Milo smiled at the crowd, his audience, and eyed me out of the corner of his bright blue eyes. “ This is going to be awhile. ”
“ I can wait. ” I reached for my smokes and propped up against a lamppost.
“ These fiends funneled from elsewhere, so once I’ve secured things here, I’ve got to handle that. ” Milo grimaced for a fraction of a second, which only a single small child caught. “Hey there.” Milo knelt, making eye contact with them, and beamed. “You okay?”
The kid nodded, smiling back.
I stuffed my pack of smokes back into my pocket.

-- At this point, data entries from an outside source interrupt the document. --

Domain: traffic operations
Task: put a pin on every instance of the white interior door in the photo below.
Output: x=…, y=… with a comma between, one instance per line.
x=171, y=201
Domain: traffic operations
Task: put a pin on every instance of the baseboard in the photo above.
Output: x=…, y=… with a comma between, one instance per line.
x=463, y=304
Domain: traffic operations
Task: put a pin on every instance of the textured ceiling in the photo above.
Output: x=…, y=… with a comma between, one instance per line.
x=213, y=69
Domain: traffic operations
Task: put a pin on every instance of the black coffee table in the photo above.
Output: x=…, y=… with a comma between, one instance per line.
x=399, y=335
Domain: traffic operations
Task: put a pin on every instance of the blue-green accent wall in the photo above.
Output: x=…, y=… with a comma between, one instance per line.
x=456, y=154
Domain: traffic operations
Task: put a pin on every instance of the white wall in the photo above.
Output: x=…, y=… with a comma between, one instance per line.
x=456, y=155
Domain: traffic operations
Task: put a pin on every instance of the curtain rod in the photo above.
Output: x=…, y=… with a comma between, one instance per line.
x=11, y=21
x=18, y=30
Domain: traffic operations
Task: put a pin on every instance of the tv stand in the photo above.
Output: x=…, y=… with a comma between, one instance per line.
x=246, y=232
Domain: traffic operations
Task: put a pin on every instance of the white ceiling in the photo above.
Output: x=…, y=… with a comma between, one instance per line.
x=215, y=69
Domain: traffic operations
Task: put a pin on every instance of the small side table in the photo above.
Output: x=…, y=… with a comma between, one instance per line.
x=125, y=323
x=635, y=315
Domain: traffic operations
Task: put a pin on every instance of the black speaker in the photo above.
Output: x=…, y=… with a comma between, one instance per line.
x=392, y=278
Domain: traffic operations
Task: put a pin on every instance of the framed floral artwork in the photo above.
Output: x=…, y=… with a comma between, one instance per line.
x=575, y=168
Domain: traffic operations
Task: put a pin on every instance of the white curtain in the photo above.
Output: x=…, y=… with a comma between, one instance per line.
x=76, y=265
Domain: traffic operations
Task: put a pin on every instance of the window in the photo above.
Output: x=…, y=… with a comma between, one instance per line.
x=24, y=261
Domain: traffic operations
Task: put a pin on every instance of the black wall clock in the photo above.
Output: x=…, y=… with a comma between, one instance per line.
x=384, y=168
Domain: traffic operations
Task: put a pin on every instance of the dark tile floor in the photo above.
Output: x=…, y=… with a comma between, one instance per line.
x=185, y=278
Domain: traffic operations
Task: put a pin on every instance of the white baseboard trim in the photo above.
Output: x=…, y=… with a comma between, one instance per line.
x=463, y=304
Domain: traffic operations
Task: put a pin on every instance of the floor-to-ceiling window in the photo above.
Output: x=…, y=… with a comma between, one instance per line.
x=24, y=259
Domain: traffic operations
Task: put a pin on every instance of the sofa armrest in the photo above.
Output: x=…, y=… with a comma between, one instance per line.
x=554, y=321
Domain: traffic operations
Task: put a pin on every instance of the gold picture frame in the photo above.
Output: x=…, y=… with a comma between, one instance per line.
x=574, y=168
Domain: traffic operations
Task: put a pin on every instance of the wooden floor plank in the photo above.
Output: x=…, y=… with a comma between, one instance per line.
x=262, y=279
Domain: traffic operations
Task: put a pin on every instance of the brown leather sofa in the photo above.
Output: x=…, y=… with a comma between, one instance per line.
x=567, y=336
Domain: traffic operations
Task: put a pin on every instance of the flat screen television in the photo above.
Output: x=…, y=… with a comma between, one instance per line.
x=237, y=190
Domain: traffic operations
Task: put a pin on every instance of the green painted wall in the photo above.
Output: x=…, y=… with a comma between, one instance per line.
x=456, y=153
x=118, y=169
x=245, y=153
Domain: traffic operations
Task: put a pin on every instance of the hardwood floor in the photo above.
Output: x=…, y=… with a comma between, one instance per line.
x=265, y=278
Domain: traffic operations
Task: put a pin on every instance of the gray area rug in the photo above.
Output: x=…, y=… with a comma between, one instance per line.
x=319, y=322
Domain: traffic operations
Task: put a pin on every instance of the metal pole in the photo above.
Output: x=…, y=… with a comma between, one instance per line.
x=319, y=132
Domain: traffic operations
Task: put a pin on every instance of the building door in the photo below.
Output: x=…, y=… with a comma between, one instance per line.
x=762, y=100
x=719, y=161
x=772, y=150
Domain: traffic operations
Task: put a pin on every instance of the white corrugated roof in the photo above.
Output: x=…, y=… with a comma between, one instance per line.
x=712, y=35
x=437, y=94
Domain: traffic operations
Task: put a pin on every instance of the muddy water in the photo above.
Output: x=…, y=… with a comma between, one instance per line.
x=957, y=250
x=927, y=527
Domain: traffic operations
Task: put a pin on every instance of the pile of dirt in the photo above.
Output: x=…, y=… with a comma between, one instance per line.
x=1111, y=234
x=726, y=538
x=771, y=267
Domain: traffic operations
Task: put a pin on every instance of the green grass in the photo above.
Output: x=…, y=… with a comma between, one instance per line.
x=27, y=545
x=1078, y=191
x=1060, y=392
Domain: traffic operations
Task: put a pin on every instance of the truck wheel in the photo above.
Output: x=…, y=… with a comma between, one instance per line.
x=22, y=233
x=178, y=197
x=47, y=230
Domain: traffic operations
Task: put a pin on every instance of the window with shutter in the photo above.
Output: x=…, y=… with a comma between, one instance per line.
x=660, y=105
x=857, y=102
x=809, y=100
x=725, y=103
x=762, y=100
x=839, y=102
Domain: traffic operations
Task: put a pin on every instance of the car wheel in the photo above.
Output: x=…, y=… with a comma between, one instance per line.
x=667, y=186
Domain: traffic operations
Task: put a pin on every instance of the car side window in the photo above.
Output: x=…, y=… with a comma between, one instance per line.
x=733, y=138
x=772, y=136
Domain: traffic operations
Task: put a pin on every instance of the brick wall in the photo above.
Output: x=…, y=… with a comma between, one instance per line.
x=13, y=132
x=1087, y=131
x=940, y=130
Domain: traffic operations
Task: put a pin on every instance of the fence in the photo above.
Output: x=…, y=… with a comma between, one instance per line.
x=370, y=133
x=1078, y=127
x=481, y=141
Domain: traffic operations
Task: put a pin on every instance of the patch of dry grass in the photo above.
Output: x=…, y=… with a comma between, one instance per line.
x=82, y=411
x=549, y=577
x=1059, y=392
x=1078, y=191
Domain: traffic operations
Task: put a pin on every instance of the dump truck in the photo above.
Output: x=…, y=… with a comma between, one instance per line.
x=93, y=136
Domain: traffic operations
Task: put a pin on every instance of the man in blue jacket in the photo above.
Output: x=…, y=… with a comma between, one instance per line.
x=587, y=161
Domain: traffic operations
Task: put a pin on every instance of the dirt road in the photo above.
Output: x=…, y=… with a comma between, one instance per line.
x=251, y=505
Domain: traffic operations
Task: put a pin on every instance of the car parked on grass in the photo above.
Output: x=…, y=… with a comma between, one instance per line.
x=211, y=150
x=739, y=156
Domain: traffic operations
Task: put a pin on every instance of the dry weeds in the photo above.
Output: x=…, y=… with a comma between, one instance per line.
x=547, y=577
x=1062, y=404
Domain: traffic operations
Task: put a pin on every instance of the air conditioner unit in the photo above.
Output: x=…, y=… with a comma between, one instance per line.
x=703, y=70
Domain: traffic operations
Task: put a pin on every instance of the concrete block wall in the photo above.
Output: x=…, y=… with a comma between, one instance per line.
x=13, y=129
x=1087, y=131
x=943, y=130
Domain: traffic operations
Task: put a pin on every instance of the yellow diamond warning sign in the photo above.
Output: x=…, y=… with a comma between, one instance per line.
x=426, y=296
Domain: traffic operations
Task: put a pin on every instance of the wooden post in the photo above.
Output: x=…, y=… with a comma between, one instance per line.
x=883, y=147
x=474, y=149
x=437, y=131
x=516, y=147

This was why he’d wanted to avoid intervening. Enchanter Evergreen didn’t have quick and easy jobs. Eliminating threats. Securing an area. Showing off in front of citizens. Rinse, repeat, and answer the call to the next clairvoyant vision.
I sighed. Between my classes and his never-ending guild work, time alone was challenging. Milo’s surface thoughts shifted between addressing his adoring audience to searching for wherever the demonic energy originated.
No point sticking around, given his mind had locked onto another case.
The whole reason for a day date was because Milo’s nights had gotten longer since ending the surge of warlock factions.
Now we couldn’t enjoy a simple Sunday afternoon.
Well, he couldn’t. I was going to spend it feeling this clammy and anxious no matter what.
Now, I had the pleasure of doing that at home alone.
Locking myself away from everyone else used to be a reprieve from the world. But as I went home without Milo, it was just isolating.
Gratitude from several dozen minds beamed brighter than the sunlight cutting through the cloudy sky.
Each person exuded elation for their Enchanter Evergreen.
That was the difficulty of walking beside Milo, or in this instance, standing on the sidelines.
None of this felt like my story. Perhaps an involuntary drawback to telepathy or teaching or both.
I spent so much time wrapped in other people’s worlds, it had become impossible to discern what I wanted in my own.